Chapleau Cree First Nation
- People: Cree
- Treaty: Treaty 9
- Headquarters: Chapleau
- Province: Ontario

Land
- Main reserve: Chapleau Cree Fox Lake
- Reserve: Chapleau 75
- Land area: 11.249 km^{2} (4.343 sq mi)

Population (October 2019)
- On reserve: 95
- On other land: 4
- Off reserve: 724
- Total population: 819

Government
- Chief: Keith Corston
- Council: William Cachagee; Margaret Coulter; James Fletcher; Helen White;

Tribal Council
- Mushkegowuk Council

Website
- http://chapleaucree.ca/

= Chapleau Cree First Nation =

First Nation band in Ontario, Canada

Chapleau Cree First Nation (ᔕᑊᓗ ᐃᓂᓂᐗᐠ, šaplo ininiwak) is a Mushkegowuk Cree First Nation located by Chapleau Township, Sudbury District, Ontario, Canada. The First Nation have reserved for themselves the 108.1 ha Chapleau 75 Indian Reserve and the 1016.8 ha Chapleau Cree Fox Lake Indian Reserve. As of 2019, their on-reserve population was 57 compared to 2011 with 79 and 2006 with 92.

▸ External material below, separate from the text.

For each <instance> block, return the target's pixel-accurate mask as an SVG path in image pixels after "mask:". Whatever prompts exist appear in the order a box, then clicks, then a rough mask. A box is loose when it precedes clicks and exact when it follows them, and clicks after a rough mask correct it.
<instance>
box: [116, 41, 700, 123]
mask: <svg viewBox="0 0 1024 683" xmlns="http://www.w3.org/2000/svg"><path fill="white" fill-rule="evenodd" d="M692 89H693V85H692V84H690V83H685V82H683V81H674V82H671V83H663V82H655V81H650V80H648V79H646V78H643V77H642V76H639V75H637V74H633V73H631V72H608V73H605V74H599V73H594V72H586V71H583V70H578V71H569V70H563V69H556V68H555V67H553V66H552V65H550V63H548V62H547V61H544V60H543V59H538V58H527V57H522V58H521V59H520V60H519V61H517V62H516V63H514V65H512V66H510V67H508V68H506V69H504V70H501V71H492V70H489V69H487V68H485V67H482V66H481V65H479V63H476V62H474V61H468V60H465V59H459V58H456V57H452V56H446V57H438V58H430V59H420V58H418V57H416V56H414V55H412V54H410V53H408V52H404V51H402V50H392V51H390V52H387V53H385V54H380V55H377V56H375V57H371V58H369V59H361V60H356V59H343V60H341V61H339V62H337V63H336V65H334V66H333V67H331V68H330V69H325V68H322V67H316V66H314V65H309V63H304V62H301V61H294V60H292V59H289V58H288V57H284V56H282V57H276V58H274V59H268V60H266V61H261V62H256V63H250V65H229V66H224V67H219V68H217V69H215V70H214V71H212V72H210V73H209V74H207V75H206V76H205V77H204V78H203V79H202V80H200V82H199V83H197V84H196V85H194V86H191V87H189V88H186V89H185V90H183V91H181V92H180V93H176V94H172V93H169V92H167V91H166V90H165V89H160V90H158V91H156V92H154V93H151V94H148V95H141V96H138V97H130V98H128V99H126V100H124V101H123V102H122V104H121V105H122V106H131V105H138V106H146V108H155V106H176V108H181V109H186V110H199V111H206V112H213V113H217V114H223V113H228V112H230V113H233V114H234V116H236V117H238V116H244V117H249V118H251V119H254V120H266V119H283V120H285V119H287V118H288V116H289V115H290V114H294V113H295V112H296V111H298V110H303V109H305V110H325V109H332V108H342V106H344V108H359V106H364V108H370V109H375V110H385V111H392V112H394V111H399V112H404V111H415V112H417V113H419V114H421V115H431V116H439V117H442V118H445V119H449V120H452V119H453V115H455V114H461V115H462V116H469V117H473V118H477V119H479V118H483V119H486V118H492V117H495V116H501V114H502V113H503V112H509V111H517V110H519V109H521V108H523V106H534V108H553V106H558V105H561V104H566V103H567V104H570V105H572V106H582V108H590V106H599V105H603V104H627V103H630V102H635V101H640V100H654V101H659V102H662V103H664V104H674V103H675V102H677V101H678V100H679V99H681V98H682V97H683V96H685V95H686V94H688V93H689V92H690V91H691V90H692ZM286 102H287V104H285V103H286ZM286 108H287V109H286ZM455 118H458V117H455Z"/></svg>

The flag of the tribe bears the text in "ᔓᑊᓗ ᐠᕆ ᒪᑫᔑᐤ ᓴᑲᐃᑲᐣ" ("šaplo kri makishiw sakahikan"), which refers to its main reserve, Chapleau Cree Fox Lake.

Chapleau Cree First Nation is policed by the Nishnawbe-Aski Police Service, an Aboriginal-based service.

==Governance==
The First Nation is led by a Chief and five Councillors. Chapleau Cree First Nation is member of Mushkegowuk Council, a regional tribal council affiliated with the Nishnawbe Aski Nation.